There are scenes of sweeping or dusting, of hauling things to a trash can, of cleaning out every corner, and inevitably someone pulls back a tarp and a bird flies out at them.
Then somewhere in the montage the activities turn a corner to a fresh coat of paint, potting plants, rolling out a new area rug, throwing a pillow, or arranging an objet d’art, and finally, with a small vase of flowers, the camera pulls back to a finished project flooded with light and elegance. And the small group of dreamers are usually patting each other on the back and gawking and nodding their heads.
Well, no song from the Cranberries was going to tackle my spare room.

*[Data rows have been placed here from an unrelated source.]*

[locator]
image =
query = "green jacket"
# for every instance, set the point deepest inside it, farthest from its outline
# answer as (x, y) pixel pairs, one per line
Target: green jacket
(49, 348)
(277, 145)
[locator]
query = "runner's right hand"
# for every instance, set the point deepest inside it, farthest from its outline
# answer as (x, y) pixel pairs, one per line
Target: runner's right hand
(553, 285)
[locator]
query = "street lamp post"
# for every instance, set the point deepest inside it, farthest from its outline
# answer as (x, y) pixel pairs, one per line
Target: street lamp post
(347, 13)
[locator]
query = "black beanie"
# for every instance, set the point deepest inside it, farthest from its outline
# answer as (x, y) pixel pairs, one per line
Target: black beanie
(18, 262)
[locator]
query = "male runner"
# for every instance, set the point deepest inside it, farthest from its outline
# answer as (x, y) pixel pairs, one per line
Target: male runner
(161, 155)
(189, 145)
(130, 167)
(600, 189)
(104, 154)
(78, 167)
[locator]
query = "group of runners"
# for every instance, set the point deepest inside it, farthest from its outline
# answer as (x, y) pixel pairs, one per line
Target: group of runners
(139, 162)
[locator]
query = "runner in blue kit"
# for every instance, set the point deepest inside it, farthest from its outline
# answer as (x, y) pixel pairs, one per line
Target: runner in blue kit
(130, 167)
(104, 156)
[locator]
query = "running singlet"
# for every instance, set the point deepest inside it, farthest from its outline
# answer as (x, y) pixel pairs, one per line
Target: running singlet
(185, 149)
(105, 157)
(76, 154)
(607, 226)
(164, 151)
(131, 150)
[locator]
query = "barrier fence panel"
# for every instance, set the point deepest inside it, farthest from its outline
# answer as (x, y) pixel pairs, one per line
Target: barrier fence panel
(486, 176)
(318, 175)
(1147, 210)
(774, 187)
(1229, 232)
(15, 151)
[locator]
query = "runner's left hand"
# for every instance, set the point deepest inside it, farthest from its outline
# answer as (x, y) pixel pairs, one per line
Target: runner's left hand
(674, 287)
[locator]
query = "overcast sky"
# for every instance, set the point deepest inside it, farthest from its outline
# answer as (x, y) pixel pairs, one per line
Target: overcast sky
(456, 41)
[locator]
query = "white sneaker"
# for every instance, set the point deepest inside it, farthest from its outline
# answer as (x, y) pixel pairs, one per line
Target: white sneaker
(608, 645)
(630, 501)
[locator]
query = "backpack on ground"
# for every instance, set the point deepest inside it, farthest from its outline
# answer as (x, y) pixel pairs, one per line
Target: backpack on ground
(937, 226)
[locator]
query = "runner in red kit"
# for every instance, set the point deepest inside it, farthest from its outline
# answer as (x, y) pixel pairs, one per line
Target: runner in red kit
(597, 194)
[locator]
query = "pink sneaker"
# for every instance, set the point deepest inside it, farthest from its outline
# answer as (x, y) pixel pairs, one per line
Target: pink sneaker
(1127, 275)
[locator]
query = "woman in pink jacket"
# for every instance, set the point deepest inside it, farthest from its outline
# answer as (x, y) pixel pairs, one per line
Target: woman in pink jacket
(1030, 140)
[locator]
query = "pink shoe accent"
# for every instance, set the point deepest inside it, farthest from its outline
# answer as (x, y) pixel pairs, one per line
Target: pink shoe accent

My spare room has been a problem. I am sure I’m not the only one who has found that an extra room can be a catch-all. It’s an office/laundry/Christmas wrapping/crafting room. Well, my spare room tried to do all these things at once and imploded on itself. I enjoy the wording of that sentence, as if it is the spare room’s fault.
It was a hot mess. But lately when I looked in that room I saw something hiding in that mess. No, not a bird or ants, but the potential to carve out a little corner for myself.
As Virginia Woolf says, “A woman must have money and a room of her own if she is to write…” (You know me, always quoting the Virginia Woolf. It’s either her or The Black Eyed Peas.)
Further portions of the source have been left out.